The case of a false negative is on the same order of improbability as the false positive. The snag comes in the semantics of the question being answered. Does the patient have the previously identified, inherited mutations in the BRCA genes? This is like knowing a certain edition of a book has a typo in a specific word on a specific line. Science has identified several of these specific typos that are commonly inherited. 23andme tells you if you have these specific typos in your book of life. It’s also possible that you acquired a typo during your lifetime, in some other word in the BRCA chapter of your genome. Or even that you inherited a typo, but one that hasn’t been identified by science yet. These are answers that 23andme can’t give you. So while they can say you don’t have typo’s X,Y, or Z, they can’t state that you have no typos at all. 23andme even states this in the copy on their site “May still have a different mutation in BRCA1 or BRCA2.”

In effect, the FDA wishes to place some barrier, either themselves or some other apparatus of medical establishment, between your genome sequence and you. They call the service that 23andme provides a “medical device.” I don’t claim that the implications of consumer genome sequencing are clear or entirely knowable at this time. I do claim that if we step in with overreaching caution and control where it is not warranted, we risk destroying a nascent industry that is going to be one of the biggest most world-shaping technologies of the next 100 years. Companies that now enjoy the freedom to innovate with new products and technologies will be forced to move elsewhere or stop.

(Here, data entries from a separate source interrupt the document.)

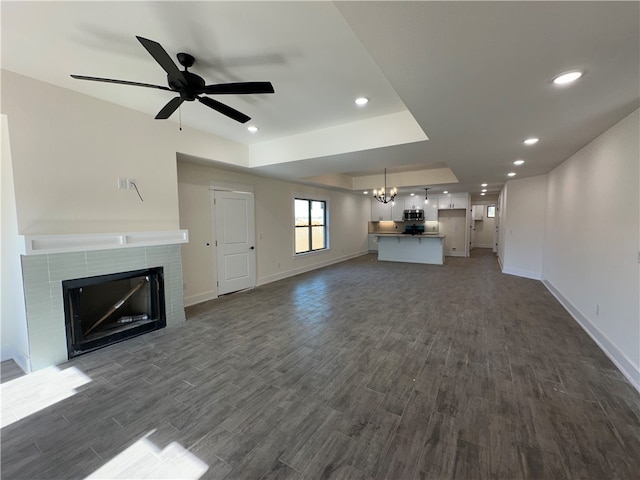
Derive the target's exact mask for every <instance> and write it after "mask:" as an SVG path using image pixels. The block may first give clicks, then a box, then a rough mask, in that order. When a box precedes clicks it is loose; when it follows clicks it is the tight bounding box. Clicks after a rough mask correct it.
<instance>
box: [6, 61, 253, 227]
mask: <svg viewBox="0 0 640 480" xmlns="http://www.w3.org/2000/svg"><path fill="white" fill-rule="evenodd" d="M105 88H110V87H108V86H106V85H105ZM124 88H127V87H124ZM132 88H133V87H132ZM1 107H2V113H5V114H6V115H7V117H8V119H9V122H10V124H11V132H10V133H11V147H12V151H13V159H14V179H15V190H16V204H17V211H18V228H19V232H20V234H22V235H27V234H54V233H97V232H120V231H151V230H161V231H162V230H173V229H177V228H178V225H179V218H178V185H177V173H176V152H182V153H186V154H190V155H196V156H200V157H205V158H206V157H209V156H211V155H213V152H215V157H216V160H218V161H221V162H227V163H232V164H239V165H242V164H247V162H248V147H247V146H246V145H241V144H237V143H234V142H230V141H228V140H224V139H221V138H219V137H216V136H214V135H211V134H206V133H203V132H199V131H195V130H190V129H188V128H183V130H182V131H180V130H179V129H178V126H177V125H176V124H175V123H173V122H170V121H160V120H154V119H153V117H152V116H151V115H146V114H143V113H140V112H136V111H134V110H129V109H127V108H124V107H120V106H117V105H114V104H111V103H108V102H104V101H102V100H97V99H95V98H92V97H88V96H86V95H81V94H78V93H76V92H72V91H70V90H65V89H63V88H59V87H56V86H53V85H51V84H47V83H44V82H40V81H38V80H34V79H32V78H29V77H24V76H22V75H17V74H15V73H12V72H8V71H6V70H3V71H2V102H1ZM213 118H214V119H215V117H213ZM118 177H129V178H135V179H136V181H137V184H138V186H139V189H140V192H141V194H142V196H143V198H144V201H143V202H141V201H140V200H139V198H138V196H137V194H136V192H135V191H134V190H118V189H117V178H118Z"/></svg>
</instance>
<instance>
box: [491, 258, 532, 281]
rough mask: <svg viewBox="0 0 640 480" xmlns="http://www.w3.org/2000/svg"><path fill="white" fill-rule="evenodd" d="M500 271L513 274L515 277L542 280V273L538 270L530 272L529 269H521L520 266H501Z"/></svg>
mask: <svg viewBox="0 0 640 480" xmlns="http://www.w3.org/2000/svg"><path fill="white" fill-rule="evenodd" d="M500 264H501V265H502V262H500ZM502 273H506V274H507V275H515V276H517V277H524V278H530V279H532V280H542V274H541V273H540V272H530V271H529V270H523V269H521V268H513V267H506V268H504V267H503V268H502Z"/></svg>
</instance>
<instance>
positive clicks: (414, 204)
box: [403, 195, 424, 210]
mask: <svg viewBox="0 0 640 480" xmlns="http://www.w3.org/2000/svg"><path fill="white" fill-rule="evenodd" d="M403 201H404V209H405V210H418V209H420V208H422V206H423V205H424V198H420V197H418V196H417V195H414V196H413V197H412V196H410V195H407V196H406V197H405V198H404V199H403Z"/></svg>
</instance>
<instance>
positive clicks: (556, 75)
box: [551, 70, 584, 87]
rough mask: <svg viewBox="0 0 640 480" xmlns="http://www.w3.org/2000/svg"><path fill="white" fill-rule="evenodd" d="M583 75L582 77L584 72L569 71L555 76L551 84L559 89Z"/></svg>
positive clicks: (573, 70)
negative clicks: (558, 88)
mask: <svg viewBox="0 0 640 480" xmlns="http://www.w3.org/2000/svg"><path fill="white" fill-rule="evenodd" d="M583 75H584V71H582V70H569V71H568V72H562V73H560V74H558V75H556V76H555V77H553V79H552V80H551V81H552V82H553V84H554V85H557V86H559V87H560V86H563V85H570V84H572V83H573V82H575V81H576V80H578V79H579V78H580V77H582V76H583Z"/></svg>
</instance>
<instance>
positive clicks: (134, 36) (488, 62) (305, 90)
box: [1, 1, 640, 194]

St.Louis is becoming an important center for life-sciences, with the Genome Institute, Monsanto, the Danforth Plant Science Center, Partek, and even newer players like Cofactor Genomics. The path forward to the 21st century for these technologies does not go through slow, monolithic government bureaucracies. People free to act on their insights and recent innovations will build this industry elsewhere if we clamp down on it now.